The proposal was first made by President Hugo Chávez who then suggested that leaders of the social movements meet in Havana in the near future to discuss the formation of the new council. The Council of Social Movements will make up the new organizational structure of ALBA along with a Council of ALBA Ministers and a Council of ALBA Presidents. The purpose is to give the ALBA model a structural organization with the inclusion of the social movements to allow for grassroots participation in decision-making.

Among the first proposals agreed upon during the summit include integrated joint projects in many different areas under the names ALBA Education, ALBA Health, ALBA Cultural, ALBA Commerce, ALBA Food, ALBA Telecommunications, ALBA Transportation, ALBA Industry, ALBA Energy, and many more. The leaders also discussed the implementation of Venezuela's and Cuba's social programs throughout the other ALBA countries, and Haiti.

Venezuelan President Hugo Chávez also made several energy proposals including the supplying of all the ALBA nations with Venezuelan crude. Perhaps more importantly, leaders also signed an agreement to build a new regional energy system based on efficient use of resources and the substitution of gasoline for natural gas. ALBA countries would implement means to raise the consumption of natural gas substituting it for the more expensive and dirtier traditional fuels.

"Bolivia and Venezuela have the largest natural gas reserves on the continent," said Chávez.

Chávez also proposed the idea of the construction of a petrochemical plant in Haiti, along with an oil refinery to refine the crude sent from Venezuela. He also proposed the construction of refineries in Nicaragua, Ecuador, Bolivia, Dominica, and Cuba. Chavez also said his government has plans to sell the seven refineries that it owns in the United States and to build a new network of refineries in Latin America.

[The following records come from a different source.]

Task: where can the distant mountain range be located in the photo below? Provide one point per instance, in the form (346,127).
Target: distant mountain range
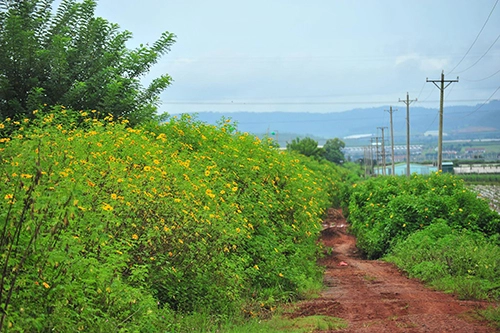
(459,121)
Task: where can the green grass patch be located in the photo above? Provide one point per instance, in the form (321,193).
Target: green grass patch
(284,324)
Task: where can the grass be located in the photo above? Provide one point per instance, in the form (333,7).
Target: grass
(283,324)
(492,314)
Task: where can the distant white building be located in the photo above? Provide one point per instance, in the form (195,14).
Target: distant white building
(434,133)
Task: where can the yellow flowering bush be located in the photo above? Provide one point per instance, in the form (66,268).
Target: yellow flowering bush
(104,225)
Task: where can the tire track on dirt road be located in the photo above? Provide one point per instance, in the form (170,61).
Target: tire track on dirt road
(374,296)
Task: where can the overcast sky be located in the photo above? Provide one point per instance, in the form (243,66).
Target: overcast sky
(316,55)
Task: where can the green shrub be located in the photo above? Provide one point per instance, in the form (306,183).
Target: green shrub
(386,210)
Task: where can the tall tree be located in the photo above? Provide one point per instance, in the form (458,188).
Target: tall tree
(307,147)
(72,58)
(333,150)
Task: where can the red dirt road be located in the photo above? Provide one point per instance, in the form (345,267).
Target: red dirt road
(374,296)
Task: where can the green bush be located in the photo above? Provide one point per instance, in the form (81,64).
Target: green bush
(386,210)
(116,228)
(463,262)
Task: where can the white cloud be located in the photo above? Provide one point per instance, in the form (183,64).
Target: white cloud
(424,63)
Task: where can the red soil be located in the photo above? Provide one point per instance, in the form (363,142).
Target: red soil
(374,296)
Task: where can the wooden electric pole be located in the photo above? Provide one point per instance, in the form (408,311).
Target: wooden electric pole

"We offer to Latin America... as we sell off those refineries [in the US], or before, to construct new refineries or expand existing ones like in Cuba, and send our petroleum, instead of to the United States, to refine it there, to generate employment there," said Chávez.

Political Declarations

At the closing event of the summit on Sunday, leaders of the ALBA countries signed several joint political declarations. The final document included a declaration to condemn the United States for their release of international terrorist Posada Carriles. All member countries also signed a declaration in support of the Venezuelan government with regards to the recent decision to not renew the broadcast license of the private channel RCTV. The declaration recognized the need to democratize the airwaves and the sovereign right of the Venezuela government's decision.

President Chávez also denounced the OAS Human Rights Commission for taking the side of RCTV in their recent decision to take the case before the Human Rights Court. Chávez threatened to withdraw from the Organization of American States (OAS) if the organization finds his government guilty in the RCTV case.

"If the OAS, after everything that has happened here, censures Venezuela, then Venezuela will withdraw from the OAS. Cuba withdrew and it didn't kill them," said Chávez at the summit this weekend. Chávez claimed that the OAS, like the World Bank and IMF, have been shown to be illegitimate organizations.

Bolivia also made the proposal for the ALBA countries to withdraw from the International Centre for Settlement of Investment Disputes, a World Bank organization that played a role in the Bolivian Gas Wars in 2005 when multinational corporations tried to force the Bolivian government to pay indemnizations to them. All ALBA members signed the declaration and agreed to withdraw from the multinational body.

President Chávez suggested that at the next ALBA Summit agreements be signed between social movements, as well as between social movements and governments. He also suggested that the next summit be held in Bolivia or Cuba.